Konfirmasi penangkapan ini disampaikan langsung oleh Dirtipidnarkoba Bareskrim Polri, Brigjen Eko Hadi Santoso. Menurut Brigjen Eko, operasi penangkapan tersebut merupakan hasil kerja keras tim gabungan yang terdiri dari Subdit IV dan Satgas Narcotic Investigation Center (NIC) Dittipidnarkoba Bareskrim Polri. Tim khusus ini dipimpin oleh Kombes Handik Zusen dan Kombes Kevin Leleury, menunjukkan keseriusan dalam menindak oknum aparat.
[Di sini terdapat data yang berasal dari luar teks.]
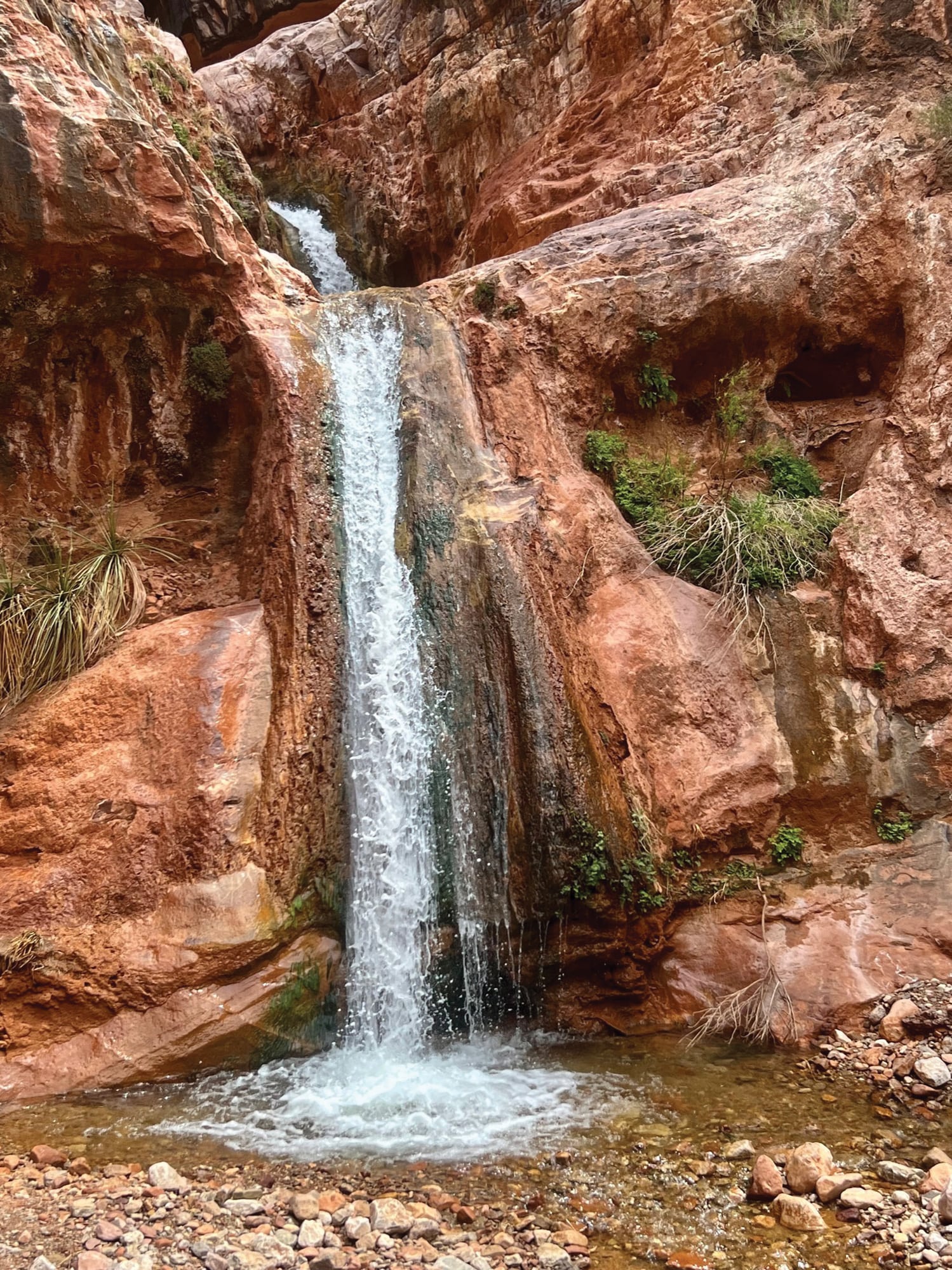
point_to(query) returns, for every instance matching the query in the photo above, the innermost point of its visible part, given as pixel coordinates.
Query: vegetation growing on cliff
(893, 829)
(821, 31)
(208, 370)
(732, 544)
(786, 845)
Brigjen Eko merinci lebih lanjut bahwa dari total delapan anggota kepolisian yang ditangkap, tujuh di antaranya merupakan personel dari Polres Tangerang Selatan, termasuk AKP Pardiman dan enam anggotanya. Sementara itu, satu anggota lainnya berasal dari Polda Aceh, mengindikasikan kemungkinan jangkauan jaringan yang lebih luas.
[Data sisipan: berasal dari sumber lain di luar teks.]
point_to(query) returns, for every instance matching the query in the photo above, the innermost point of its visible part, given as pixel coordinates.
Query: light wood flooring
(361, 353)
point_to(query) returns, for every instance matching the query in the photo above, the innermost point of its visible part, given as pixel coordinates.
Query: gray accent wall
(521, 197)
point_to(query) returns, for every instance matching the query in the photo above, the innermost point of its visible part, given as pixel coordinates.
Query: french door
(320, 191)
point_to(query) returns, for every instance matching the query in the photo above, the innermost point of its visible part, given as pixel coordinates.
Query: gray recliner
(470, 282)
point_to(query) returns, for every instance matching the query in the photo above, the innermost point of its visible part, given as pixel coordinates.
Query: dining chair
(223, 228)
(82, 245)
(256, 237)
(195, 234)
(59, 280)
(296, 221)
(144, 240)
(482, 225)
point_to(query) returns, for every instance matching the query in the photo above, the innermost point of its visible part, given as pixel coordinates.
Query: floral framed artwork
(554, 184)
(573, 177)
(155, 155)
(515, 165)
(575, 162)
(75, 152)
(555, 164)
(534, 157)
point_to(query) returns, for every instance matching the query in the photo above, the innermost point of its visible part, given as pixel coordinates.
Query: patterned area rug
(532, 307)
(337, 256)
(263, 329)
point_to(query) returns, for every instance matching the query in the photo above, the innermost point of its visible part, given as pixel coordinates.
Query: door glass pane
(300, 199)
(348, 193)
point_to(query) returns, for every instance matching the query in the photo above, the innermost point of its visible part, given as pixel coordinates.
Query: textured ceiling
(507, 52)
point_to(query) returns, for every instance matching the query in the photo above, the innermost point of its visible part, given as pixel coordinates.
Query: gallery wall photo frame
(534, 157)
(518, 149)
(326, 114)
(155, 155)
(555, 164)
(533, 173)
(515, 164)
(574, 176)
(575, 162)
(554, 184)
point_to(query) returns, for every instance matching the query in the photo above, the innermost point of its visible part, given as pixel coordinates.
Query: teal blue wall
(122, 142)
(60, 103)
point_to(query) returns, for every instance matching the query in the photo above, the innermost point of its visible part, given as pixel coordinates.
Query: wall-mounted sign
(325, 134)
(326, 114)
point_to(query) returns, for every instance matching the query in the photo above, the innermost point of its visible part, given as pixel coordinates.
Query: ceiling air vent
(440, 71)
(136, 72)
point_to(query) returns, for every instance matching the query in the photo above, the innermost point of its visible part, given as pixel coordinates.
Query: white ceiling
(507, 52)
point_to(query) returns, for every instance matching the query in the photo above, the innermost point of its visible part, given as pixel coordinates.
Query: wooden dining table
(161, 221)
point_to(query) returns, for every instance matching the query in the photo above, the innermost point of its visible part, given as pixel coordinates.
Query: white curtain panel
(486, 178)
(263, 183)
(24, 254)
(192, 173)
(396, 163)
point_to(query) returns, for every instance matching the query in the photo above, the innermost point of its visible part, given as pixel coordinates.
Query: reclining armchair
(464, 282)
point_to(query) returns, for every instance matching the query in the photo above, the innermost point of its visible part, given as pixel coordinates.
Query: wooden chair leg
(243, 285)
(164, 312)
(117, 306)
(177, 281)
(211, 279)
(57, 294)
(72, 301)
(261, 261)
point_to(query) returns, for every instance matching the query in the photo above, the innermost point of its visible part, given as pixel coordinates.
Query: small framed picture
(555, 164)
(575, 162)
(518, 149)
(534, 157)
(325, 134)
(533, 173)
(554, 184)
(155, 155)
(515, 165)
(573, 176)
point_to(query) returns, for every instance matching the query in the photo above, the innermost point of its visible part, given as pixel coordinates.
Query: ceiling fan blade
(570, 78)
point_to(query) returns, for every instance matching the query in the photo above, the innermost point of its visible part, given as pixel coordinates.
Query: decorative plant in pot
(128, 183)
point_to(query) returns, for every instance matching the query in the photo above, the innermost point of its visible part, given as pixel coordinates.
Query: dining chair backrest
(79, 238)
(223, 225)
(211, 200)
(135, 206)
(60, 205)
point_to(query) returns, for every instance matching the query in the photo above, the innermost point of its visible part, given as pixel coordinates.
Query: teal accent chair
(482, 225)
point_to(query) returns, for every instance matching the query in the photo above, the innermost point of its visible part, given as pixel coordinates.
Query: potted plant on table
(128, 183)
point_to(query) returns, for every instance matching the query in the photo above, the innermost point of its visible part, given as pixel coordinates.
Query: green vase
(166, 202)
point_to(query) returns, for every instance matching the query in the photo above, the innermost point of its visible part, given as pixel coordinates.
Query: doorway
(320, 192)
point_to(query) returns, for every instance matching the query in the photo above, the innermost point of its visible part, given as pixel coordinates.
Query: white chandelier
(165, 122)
Para oknum polisi ini dijerat dengan dugaan keterlibatan serius dalam jaringan peredaran gelap narkoba. Tidak hanya itu, penyelidikan juga mengungkap adanya indikasi penyalahgunaan narkotika oleh para tersangka, serta penyalahgunaan wewenang yang dilakukan dalam proses penegakan hukum kasus narkoba. "Mereka diduga terlibat dalam peredaran gelap narkoba, penyalahgunaan narkoba, dan penyalahgunaan wewenang dalam gakkum narkoba," tegas Brigjen Eko, menggarisbawahi beratnya pelanggaran yang dilakukan.